This study aimed to explore comprehensively the biological function of curcumin, and its underlying mechanism, in protecting from necrotising microscopic colitis in newborn rats. A total of 20 normal healthy rats were selected, and a necrotising enterocolitis (NEC) model was established. After hypoxia and hypothermia stimulation, these rats were treated with different doses of curcumin (control group, NEC model group, NEC+20 mg/kg curcumin and NEC+50 mg/kg curcumin). Inflammation was identified using hematoxylin and eosin staining, and inflammatory factors were detected via ELISA. The mRNA and protein levels of SIRT1, NRF2, TLR4, NLRP3 and caspase-1 were determined by quantitative RT-PCR and Western blotting, respectively. Curcumin improved the inflammatory condition of NEC and inhibited the expression of inflammatory factors in NEC newborn rat intestinal tissue. Furthermore, the SIRT1/NRF2 pathway was inhibited in the intestinal tissue of NEC newborn rats, whereas curcumin treatment induced the activation of the SIRT1/NRF2 pathway and inhibited TLR4 expression in these animals. In addition, curcumin could also inhibit the expression of inflammatory factors and alleviate the LPS/ATP-induced focal death pathway in intestinal epithelial cells through the SIRT1 pathway. Curcumin can improve necrotising microscopic colitis and cell pyroptosis by attenuating NEC-induced inhibition of SIRT1/NRF2 and inhibiting the TLR4 signalling pathway in newborn rats.

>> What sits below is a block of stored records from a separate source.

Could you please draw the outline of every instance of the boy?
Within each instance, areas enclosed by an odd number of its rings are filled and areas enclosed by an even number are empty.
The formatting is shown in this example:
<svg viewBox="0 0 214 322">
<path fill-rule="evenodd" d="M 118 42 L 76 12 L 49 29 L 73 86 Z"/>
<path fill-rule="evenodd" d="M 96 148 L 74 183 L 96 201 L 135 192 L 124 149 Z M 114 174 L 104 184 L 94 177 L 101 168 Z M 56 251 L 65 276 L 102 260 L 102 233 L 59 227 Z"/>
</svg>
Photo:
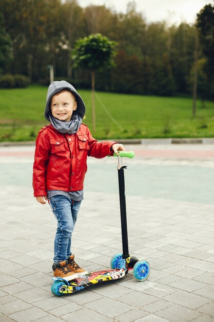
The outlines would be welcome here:
<svg viewBox="0 0 214 322">
<path fill-rule="evenodd" d="M 48 201 L 57 220 L 53 276 L 67 280 L 87 273 L 71 252 L 72 233 L 83 199 L 87 156 L 102 158 L 125 151 L 123 145 L 94 139 L 82 123 L 85 112 L 83 100 L 72 85 L 63 80 L 51 83 L 45 110 L 50 124 L 38 133 L 33 164 L 34 196 L 42 204 Z"/>
</svg>

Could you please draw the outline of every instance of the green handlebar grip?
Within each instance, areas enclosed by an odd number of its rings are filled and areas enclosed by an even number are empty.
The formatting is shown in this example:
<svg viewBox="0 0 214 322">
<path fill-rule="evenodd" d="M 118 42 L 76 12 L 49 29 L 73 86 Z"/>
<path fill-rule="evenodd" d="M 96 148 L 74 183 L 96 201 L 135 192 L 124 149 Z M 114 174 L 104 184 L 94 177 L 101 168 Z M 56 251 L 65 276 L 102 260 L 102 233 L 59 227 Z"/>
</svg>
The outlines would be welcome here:
<svg viewBox="0 0 214 322">
<path fill-rule="evenodd" d="M 133 151 L 119 151 L 119 156 L 121 157 L 129 157 L 132 159 L 134 156 L 134 152 Z M 108 155 L 108 156 L 110 156 Z M 114 153 L 113 156 L 118 156 L 116 153 Z"/>
</svg>

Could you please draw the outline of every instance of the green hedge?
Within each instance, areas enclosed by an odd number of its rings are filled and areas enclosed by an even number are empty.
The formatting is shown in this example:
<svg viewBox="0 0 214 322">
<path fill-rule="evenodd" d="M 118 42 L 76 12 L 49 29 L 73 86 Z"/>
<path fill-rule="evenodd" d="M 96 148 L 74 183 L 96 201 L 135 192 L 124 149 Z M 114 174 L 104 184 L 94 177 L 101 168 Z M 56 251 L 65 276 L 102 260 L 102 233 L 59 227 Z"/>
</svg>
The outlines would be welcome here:
<svg viewBox="0 0 214 322">
<path fill-rule="evenodd" d="M 0 76 L 1 88 L 25 88 L 30 83 L 30 79 L 24 75 L 6 74 Z"/>
</svg>

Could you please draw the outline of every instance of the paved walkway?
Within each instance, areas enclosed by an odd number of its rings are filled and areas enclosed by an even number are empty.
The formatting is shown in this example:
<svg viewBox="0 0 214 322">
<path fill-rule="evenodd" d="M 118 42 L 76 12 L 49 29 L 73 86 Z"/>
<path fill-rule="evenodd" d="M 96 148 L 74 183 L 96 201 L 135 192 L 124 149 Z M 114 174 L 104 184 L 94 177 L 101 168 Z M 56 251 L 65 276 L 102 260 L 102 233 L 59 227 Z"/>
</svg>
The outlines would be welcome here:
<svg viewBox="0 0 214 322">
<path fill-rule="evenodd" d="M 33 147 L 1 147 L 0 322 L 214 321 L 213 147 L 127 146 L 130 253 L 150 275 L 62 297 L 50 291 L 56 222 L 32 197 Z M 72 248 L 88 271 L 121 251 L 116 162 L 88 160 Z"/>
</svg>

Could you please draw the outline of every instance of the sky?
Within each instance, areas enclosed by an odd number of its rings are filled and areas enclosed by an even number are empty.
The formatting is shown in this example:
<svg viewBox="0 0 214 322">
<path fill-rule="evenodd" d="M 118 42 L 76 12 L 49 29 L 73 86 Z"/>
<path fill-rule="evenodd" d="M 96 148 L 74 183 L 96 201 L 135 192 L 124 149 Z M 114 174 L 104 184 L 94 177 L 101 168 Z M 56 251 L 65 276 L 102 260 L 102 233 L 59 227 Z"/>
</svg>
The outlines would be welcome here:
<svg viewBox="0 0 214 322">
<path fill-rule="evenodd" d="M 105 5 L 118 12 L 125 13 L 130 0 L 78 0 L 82 7 L 93 4 Z M 196 14 L 205 5 L 213 5 L 213 0 L 135 0 L 137 11 L 143 14 L 148 23 L 166 21 L 169 25 L 181 22 L 193 24 Z"/>
</svg>

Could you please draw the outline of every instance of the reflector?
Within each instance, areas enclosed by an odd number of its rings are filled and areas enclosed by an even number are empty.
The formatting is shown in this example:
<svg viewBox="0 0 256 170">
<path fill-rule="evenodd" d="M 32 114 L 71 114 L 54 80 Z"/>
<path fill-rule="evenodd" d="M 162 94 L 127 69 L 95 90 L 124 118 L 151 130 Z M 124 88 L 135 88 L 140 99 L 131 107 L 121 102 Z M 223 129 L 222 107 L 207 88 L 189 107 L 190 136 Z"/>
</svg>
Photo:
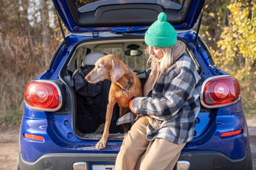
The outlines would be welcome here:
<svg viewBox="0 0 256 170">
<path fill-rule="evenodd" d="M 242 130 L 237 130 L 228 132 L 224 132 L 220 134 L 220 137 L 228 137 L 228 136 L 237 135 L 242 133 L 242 131 L 243 131 Z"/>
<path fill-rule="evenodd" d="M 23 136 L 30 139 L 44 141 L 44 137 L 39 135 L 23 133 Z"/>
</svg>

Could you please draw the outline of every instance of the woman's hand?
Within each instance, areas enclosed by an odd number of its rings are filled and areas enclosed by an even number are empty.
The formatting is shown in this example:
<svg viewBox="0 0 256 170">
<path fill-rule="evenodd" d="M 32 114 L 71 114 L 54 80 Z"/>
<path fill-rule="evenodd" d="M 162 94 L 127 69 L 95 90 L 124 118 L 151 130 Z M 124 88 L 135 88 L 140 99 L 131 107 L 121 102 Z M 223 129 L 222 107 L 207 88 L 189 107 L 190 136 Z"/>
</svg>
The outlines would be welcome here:
<svg viewBox="0 0 256 170">
<path fill-rule="evenodd" d="M 129 101 L 129 108 L 130 108 L 130 110 L 135 115 L 137 115 L 137 113 L 135 113 L 135 111 L 133 110 L 132 108 L 132 103 L 133 101 L 133 99 Z"/>
</svg>

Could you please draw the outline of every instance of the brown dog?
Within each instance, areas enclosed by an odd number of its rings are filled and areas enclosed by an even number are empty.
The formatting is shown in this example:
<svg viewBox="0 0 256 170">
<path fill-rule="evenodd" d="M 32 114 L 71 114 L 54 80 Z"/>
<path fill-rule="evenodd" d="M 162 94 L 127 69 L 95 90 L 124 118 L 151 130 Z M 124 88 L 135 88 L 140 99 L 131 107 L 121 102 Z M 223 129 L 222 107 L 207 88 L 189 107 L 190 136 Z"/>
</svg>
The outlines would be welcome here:
<svg viewBox="0 0 256 170">
<path fill-rule="evenodd" d="M 131 74 L 133 77 L 132 82 L 130 82 Z M 116 102 L 118 104 L 119 117 L 122 117 L 129 111 L 131 97 L 143 96 L 141 84 L 136 74 L 113 55 L 107 55 L 99 59 L 95 63 L 95 68 L 85 76 L 85 79 L 91 83 L 97 83 L 105 79 L 111 80 L 112 83 L 109 89 L 102 137 L 95 146 L 97 149 L 103 149 L 108 141 L 115 104 Z M 129 89 L 125 89 L 127 87 Z M 124 125 L 124 129 L 125 132 L 127 132 L 129 130 L 128 125 Z"/>
</svg>

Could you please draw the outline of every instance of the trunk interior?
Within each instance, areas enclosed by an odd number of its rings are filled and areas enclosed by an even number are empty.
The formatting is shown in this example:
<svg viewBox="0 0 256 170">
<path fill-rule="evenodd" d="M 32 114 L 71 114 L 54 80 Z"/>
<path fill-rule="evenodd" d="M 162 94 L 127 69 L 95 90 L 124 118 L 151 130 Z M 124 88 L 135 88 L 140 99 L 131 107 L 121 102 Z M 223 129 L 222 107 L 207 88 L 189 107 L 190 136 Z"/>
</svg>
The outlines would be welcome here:
<svg viewBox="0 0 256 170">
<path fill-rule="evenodd" d="M 93 69 L 94 63 L 102 55 L 114 54 L 134 71 L 143 87 L 150 71 L 150 64 L 148 66 L 147 64 L 148 57 L 147 54 L 145 55 L 145 47 L 143 38 L 116 38 L 83 41 L 76 48 L 67 67 L 64 67 L 67 69 L 65 72 L 72 76 L 74 81 L 72 88 L 76 96 L 76 108 L 73 115 L 73 129 L 79 138 L 100 139 L 105 124 L 111 81 L 105 80 L 91 84 L 84 79 L 84 76 Z M 199 71 L 199 64 L 193 53 L 188 48 L 186 52 L 195 61 Z M 124 138 L 123 126 L 116 125 L 118 118 L 119 108 L 116 103 L 108 141 L 121 141 Z"/>
</svg>

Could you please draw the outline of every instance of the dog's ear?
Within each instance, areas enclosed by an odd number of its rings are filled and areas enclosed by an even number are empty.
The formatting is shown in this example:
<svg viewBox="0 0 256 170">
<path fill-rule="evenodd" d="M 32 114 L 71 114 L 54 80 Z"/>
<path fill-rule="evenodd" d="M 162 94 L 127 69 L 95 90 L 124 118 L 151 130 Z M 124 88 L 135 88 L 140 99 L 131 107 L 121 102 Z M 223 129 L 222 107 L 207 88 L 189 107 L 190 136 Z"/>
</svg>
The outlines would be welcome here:
<svg viewBox="0 0 256 170">
<path fill-rule="evenodd" d="M 112 69 L 110 71 L 110 77 L 111 83 L 115 83 L 116 81 L 124 76 L 125 71 L 122 68 L 121 64 L 118 64 L 118 62 L 112 60 Z"/>
</svg>

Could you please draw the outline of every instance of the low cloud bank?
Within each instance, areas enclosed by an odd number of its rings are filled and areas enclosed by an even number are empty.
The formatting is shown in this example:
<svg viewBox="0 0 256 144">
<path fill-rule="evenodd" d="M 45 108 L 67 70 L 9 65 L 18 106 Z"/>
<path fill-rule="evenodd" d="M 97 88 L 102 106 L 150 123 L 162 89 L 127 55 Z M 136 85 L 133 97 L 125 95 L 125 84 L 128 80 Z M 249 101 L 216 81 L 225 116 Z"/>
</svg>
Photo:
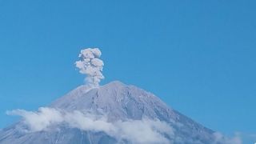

本研究旨在全面探讨姜黄素在预防新生大鼠坏死性微观结肠炎中的生物学功能及其潜在机制。共选择正常健康大鼠20只，建立坏死性小肠结肠炎（NEC）模型。缺氧低温刺激后，给予不同剂量姜黄素治疗（对照组、NEC模型组、NEC+20 mg/kg姜黄素和NEC+50 mg/kg姜黄素）。使用苏木精和伊红染色鉴定炎症，并通过ELISA检测炎症因子。分别通过定量 RT-PCR 和蛋白质印迹法测定 SIRT1、NRF2、TLR4、NLRP3 和 caspase-1 的 mRNA 和蛋白质水平。姜黄素改善NEC的炎症状态，抑制NEC新生大鼠肠道组织炎症因子的表达。此外，NEC 新生大鼠肠道组织中的 SIRT1/NRF2 通路被抑制，而姜黄素处理诱导了这些动物的 SIRT1/NRF2 通路的激活并抑制了 TLR4 的表达。此外，姜黄素还可通过SIRT1通路抑制炎症因子的表达，减轻LPS/ATP诱导的肠上皮细胞局灶性死亡通路。姜黄素可通过减弱 NEC 诱导的 SIRT1/NRF2 抑制和抑制新生大鼠 TLR4 信号通路来改善坏死性微观结肠炎和细胞焦亡。而姜黄素治疗会诱导 SIRT1/NRF2 通路的激活并抑制这些动物的 TLR4 表达。此外，姜黄素还可通过SIRT1通路抑制炎症因子的表达，减轻LPS/ATP诱导的肠上皮细胞局灶性死亡通路。姜黄素可通过减弱 NEC 诱导的 SIRT1/NRF2 抑制和抑制新生大鼠 TLR4 信号通路来改善坏死性微观结肠炎和细胞焦亡。而姜黄素治疗会诱导 SIRT1/NRF2 通路的激活并抑制这些动物的 TLR4 表达。此外，姜黄素还可通过SIRT1通路抑制炎症因子的表达，减轻LPS/ATP诱导的肠上皮细胞局灶性死亡通路。姜黄素可通过减弱 NEC 诱导的 SIRT1/NRF2 抑制和抑制新生大鼠 TLR4 信号通路来改善坏死性微观结肠炎和细胞焦亡。